There is a difference between "difficulty level" and "repetition". Just because you can name an example where a higher difficulty just adds repetition (mostly because the electric plasmid stunlocks the enemy, making it so he can't fight back) doesn't mean every game does that.the antithesis said:Think of the early scene in Bioshock when you've got the wrench and the electrobolt plasmid and the NPC instructs you on how to do the one-two punch where you stun a splicer with the electrobolt and then wail him in the head with your wrench. Now imagine you need to zap and whack each splice twice to take them down in this manner. Not only does it waste Eve, but you're just doing the same goddamned thing twice on each guy. Is that more challenging or is that tedious? I think the latter.
Bottom line is this: If changing the difficulty setting in a game forces you to change your playstyle (or die if you don't), then it's handling difficulty properly while avoiding repetition.
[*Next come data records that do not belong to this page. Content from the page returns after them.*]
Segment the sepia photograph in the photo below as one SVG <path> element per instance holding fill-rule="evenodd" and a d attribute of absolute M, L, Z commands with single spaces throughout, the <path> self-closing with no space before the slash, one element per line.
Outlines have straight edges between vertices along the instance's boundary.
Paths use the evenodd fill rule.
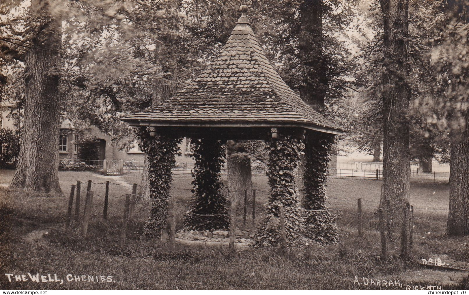
<path fill-rule="evenodd" d="M 0 0 L 2 294 L 464 295 L 468 53 L 469 0 Z"/>

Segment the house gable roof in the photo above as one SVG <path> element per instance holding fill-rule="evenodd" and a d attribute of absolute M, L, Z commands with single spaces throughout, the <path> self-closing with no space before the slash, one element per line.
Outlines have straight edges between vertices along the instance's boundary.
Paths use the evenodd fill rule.
<path fill-rule="evenodd" d="M 193 82 L 169 99 L 122 121 L 132 125 L 297 127 L 341 134 L 339 126 L 287 85 L 245 16 L 239 21 L 217 60 Z"/>

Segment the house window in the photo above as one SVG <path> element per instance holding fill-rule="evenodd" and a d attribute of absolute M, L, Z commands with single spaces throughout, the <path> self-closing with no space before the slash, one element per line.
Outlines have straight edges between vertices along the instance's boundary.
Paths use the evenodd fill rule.
<path fill-rule="evenodd" d="M 141 147 L 138 145 L 138 142 L 136 140 L 132 143 L 132 147 L 127 151 L 128 153 L 130 154 L 143 154 L 144 153 L 142 151 Z"/>
<path fill-rule="evenodd" d="M 74 151 L 76 153 L 78 151 L 78 146 L 76 145 L 76 143 L 78 141 L 79 138 L 79 136 L 78 134 L 75 135 L 75 145 Z"/>
<path fill-rule="evenodd" d="M 59 137 L 59 151 L 67 151 L 67 136 L 61 134 Z"/>
<path fill-rule="evenodd" d="M 190 143 L 191 139 L 189 137 L 184 138 L 184 154 L 192 155 L 194 154 L 194 144 Z"/>

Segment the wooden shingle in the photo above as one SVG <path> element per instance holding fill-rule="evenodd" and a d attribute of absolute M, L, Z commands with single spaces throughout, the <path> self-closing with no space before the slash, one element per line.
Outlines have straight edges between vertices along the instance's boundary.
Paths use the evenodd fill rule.
<path fill-rule="evenodd" d="M 216 60 L 193 82 L 170 98 L 122 121 L 133 126 L 293 127 L 333 134 L 342 131 L 287 85 L 242 17 Z"/>

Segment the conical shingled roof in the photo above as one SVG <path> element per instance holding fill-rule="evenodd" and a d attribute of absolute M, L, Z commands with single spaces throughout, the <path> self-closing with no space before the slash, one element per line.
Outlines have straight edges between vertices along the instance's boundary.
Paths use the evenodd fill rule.
<path fill-rule="evenodd" d="M 193 82 L 122 121 L 137 126 L 296 127 L 341 134 L 283 81 L 243 15 L 216 61 Z"/>

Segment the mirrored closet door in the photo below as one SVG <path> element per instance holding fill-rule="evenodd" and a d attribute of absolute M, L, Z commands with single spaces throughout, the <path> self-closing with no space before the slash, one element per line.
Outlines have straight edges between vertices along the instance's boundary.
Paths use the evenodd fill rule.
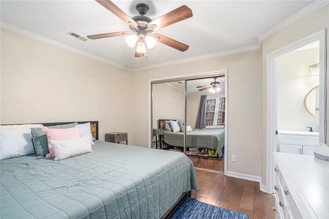
<path fill-rule="evenodd" d="M 153 148 L 185 151 L 184 132 L 176 122 L 184 120 L 185 81 L 155 84 L 152 89 Z"/>
<path fill-rule="evenodd" d="M 224 172 L 225 78 L 187 80 L 186 85 L 186 154 L 195 167 Z"/>
<path fill-rule="evenodd" d="M 184 153 L 196 168 L 224 172 L 223 74 L 151 85 L 153 148 Z"/>

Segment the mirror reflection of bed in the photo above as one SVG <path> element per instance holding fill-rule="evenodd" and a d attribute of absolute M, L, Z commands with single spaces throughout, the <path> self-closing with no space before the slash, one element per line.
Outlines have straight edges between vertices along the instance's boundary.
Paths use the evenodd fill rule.
<path fill-rule="evenodd" d="M 200 88 L 197 88 L 214 81 L 221 84 L 215 93 L 209 92 L 209 89 L 200 91 Z M 214 77 L 210 77 L 153 84 L 153 148 L 185 153 L 195 167 L 224 172 L 224 84 L 225 78 L 222 76 L 216 77 L 215 81 Z M 205 107 L 200 113 L 202 101 Z M 204 116 L 204 127 L 197 125 L 200 113 Z M 173 126 L 176 127 L 174 130 Z"/>

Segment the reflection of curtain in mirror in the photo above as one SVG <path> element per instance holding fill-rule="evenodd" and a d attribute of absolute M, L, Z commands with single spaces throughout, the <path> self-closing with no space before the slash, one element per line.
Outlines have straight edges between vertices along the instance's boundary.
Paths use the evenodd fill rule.
<path fill-rule="evenodd" d="M 203 129 L 206 127 L 206 106 L 207 95 L 203 95 L 200 98 L 200 104 L 197 111 L 195 128 Z"/>

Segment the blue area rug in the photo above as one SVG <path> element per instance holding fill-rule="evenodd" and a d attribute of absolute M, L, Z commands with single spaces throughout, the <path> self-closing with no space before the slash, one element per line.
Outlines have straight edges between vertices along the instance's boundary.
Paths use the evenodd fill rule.
<path fill-rule="evenodd" d="M 219 207 L 187 198 L 180 205 L 171 219 L 236 218 L 248 219 L 249 216 Z"/>

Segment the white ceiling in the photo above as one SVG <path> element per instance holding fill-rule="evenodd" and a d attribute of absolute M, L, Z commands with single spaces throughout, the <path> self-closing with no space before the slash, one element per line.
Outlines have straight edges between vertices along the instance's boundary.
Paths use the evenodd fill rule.
<path fill-rule="evenodd" d="M 148 4 L 152 19 L 186 5 L 191 18 L 154 31 L 190 46 L 185 52 L 158 43 L 148 57 L 136 58 L 124 36 L 82 42 L 68 35 L 130 31 L 124 22 L 89 1 L 3 1 L 2 24 L 22 28 L 130 70 L 202 58 L 211 54 L 258 46 L 258 37 L 313 1 L 113 1 L 131 17 L 136 4 Z M 2 26 L 3 27 L 3 25 Z"/>

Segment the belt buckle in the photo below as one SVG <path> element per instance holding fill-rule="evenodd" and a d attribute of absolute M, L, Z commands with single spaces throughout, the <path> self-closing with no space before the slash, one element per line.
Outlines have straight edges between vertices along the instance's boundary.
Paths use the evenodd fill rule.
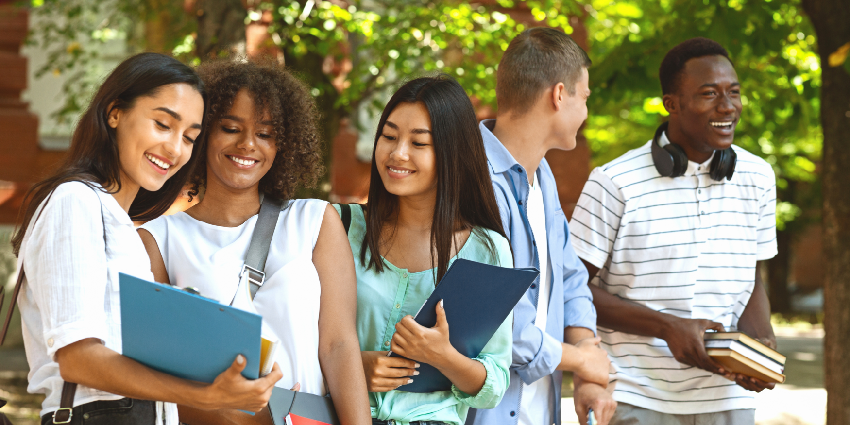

This doesn't always make the game more fun though, but it can definitely make it more challenging.
And given that i know plenty of people (myself included) that replays games on different difficulty settings, you are, at the end of the day, wrong. Maybe changing the difficulty setting doesn't add anything to you personally (which i find hard to believe if you claim it never does, no matter the game), but it does to a lot of other players, so you can't really "disagree" with Yahtzee on this point, even if it still doesn't apply to you.